Updated: Nov 10, 2021

Tack One, a local Singaporean startup focused on IoT technologies, has created the Tack GPS, a GPS tracker that Tack One wants to be the future of location tracking.

The main draw of the Tack GPS is that it uses a combination of GPS, Wi-Fi, and cellular to show owners its location. This is unlike, say, Apple's AirTags which solely rely on Bluetooth – albeit one with very expansive coverage.

The other draw is its size, allowing it to be used for a multitude of cases, such as for children, pets, belongings, and the reason that the Tack GPS was developed in the first place, the elderly with dementia.

Coming in at just 30g, the Tack GPS has 30 days of battery life through a 750mAh battery that's rechargeable through USB-C. It also uses what Tack calls Hybrid Location Technology, where it uses GPS as well as Wi-Fi and IoT networks to achieve an unlimited range between the Tack GPS and its accompanying app, as well as Bluetooth for device setup. It supports indoor and outdoor connectivity through Cat-M1 and NB IoT mobile networks, which are meant to provide larger coverage and better power efficiency than standard GSM networks.

Overall, Tack One rates the accuracy of the Tack GPS to be within 3 to 5m when using outdoor GPS connectivity, and 10 to 30m when using indoor Wi-Fi. The Tack GPS is rated for 100 to 250m accuracy through cell tower triangulation, should both GPS and Wi-Fi fail.

Moving on to the Tack GPS app, it's there that you can designate a safe zone, such as a school for your child, create specific boundaries for these safe zones and get a notification whenever the tracker enters or leaves them. The app also allows comes with other modes that can be controlled through the app, such as power-saving, standard, active and emergency to balance between tracking and battery life, as well as location sharing, where you can generate a link for someone else to track the Tack GPS. The Tack GPS app also allows you to track up to 99 Tack devices.

What tracking looks like on the app. (Image Source: Tack One)

The Tack GPS also has a few more features that back it up, including an on-device location report button, which, when pressed, gives a continuous report of its location every two minutes. It is also water and dust proof.

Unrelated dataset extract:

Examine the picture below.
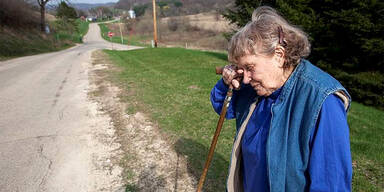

All of this is to say that Tack One wishes to differentiate the Tack GPS from its GPS tracking competitors. It touts the small form factor, being smaller than other trackers like the LightBug Zero, as well as using both IoT and Cat-M1 technologies, rather than just one separately or none at all.

But the final differentiator that Tack One wants you to take note of is the price. The Tack GPS was originally funded through Kickstarter in 2020, and was released earlier this year, and it's available for S$107, The accompanying Wi-Fi service, Tack Connect, is available as two yearly subscriptions, with the 1-year subscription costing US$3.29/month, and the 2-year subscription costing US$2.99/month, while the prerequisite SIM card for using its mobile network capabilities being included in both plans.

This is quite the offer, with similar GPS trackers like the Whistle Go and Jiobit offering US$10 plans, and the trackers themselves being upwards of US$100. If you're looking for a cheap GPS tracker that promises to work well, you might want to consider this. The Tack GPS and subscriptions plans are available on Tack One's website. The Tack GPS is also available on Tack One's Amazon and Lazada storefronts.